Remove missing data: You can filter out missing data using the torch.masked_select() function, keeping only the non-missing data. For example:

data = torch.tensor([1, 2, float('nan'), 4, float('nan')])
mask = torch.isnan(data)
filtered_data = torch.masked_select(data, ~mask)
print(filtered_data)

Replace missing data: You can use the torch.where() function to replace missing data with a specified value.
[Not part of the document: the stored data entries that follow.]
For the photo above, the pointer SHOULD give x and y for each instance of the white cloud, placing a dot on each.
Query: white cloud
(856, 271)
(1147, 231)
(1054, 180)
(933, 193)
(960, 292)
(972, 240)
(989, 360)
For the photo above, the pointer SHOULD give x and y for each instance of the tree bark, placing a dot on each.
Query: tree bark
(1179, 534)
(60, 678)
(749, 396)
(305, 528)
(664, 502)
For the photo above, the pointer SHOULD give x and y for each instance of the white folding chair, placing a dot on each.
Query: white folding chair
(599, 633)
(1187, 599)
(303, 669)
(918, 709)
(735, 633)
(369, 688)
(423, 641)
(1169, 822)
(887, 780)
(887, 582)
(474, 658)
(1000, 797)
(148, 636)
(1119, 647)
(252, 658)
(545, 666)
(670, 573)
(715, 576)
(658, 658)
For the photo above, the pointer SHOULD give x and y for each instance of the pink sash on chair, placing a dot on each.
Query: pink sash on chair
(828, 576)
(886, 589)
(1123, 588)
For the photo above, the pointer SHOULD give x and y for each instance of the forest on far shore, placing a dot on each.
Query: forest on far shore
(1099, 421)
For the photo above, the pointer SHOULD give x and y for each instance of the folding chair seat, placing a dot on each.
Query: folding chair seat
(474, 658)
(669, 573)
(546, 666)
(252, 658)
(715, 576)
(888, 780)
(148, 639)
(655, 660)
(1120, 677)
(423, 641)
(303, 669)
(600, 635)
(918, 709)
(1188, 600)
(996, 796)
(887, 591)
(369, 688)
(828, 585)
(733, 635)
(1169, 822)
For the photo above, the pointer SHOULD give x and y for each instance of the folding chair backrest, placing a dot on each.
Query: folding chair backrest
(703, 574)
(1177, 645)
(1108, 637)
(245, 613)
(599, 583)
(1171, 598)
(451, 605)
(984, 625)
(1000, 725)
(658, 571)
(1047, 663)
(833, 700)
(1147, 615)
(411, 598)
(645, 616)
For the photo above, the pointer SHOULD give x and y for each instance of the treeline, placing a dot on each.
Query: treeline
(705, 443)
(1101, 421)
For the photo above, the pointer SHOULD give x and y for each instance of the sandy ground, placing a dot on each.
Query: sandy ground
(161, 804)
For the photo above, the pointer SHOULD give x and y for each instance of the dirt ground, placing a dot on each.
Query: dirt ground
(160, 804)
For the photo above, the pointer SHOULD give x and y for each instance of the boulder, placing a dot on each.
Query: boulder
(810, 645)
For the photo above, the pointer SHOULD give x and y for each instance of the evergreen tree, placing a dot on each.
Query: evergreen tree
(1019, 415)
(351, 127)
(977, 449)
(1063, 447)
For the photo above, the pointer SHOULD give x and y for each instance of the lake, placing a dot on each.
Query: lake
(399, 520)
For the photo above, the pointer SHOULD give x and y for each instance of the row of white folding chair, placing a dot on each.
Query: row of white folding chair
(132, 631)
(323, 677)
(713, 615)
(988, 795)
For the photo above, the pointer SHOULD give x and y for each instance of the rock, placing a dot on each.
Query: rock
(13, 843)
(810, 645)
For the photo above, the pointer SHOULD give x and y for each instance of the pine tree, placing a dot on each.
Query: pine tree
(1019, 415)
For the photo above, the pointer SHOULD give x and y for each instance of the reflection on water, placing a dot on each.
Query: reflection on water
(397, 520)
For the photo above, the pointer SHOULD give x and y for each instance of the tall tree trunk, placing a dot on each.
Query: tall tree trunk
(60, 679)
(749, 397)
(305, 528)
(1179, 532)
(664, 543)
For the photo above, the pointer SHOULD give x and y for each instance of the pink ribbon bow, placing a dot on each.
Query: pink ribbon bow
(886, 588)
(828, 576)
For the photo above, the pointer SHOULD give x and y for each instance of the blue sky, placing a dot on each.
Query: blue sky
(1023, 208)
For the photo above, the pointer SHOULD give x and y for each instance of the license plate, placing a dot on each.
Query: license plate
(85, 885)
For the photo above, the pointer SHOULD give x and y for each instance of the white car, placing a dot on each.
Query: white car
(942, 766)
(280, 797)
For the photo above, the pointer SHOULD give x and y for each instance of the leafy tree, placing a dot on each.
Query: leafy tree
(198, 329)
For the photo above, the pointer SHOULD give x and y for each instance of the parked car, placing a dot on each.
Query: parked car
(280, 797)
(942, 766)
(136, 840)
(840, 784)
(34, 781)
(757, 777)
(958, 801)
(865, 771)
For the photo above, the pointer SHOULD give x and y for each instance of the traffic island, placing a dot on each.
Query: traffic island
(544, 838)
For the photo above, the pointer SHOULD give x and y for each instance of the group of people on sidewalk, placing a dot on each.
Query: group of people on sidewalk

For example:

data = torch.tensor([1, 2, float('nan'), 4, float('nan')])
mask = torch.isnan(data)
filled_data = torch.where(mask, torch.tensor(0), data)
print(filled_data)

Fill missing data using interpolation method: You can use the torch.interp() function to interpolate and fill missing data. For example:

data = torch.tensor([1, 2, float('nan'), 4, float('nan')])
mask = torch.isnan(data)
indices = torch.arange(len(data))
interpolated_data = torch.interp(indices, indices[~mask], data[~mask])
print(interpolated_data)

These methods allow for choosing the appropriate way to handle missing data based on the specific situation.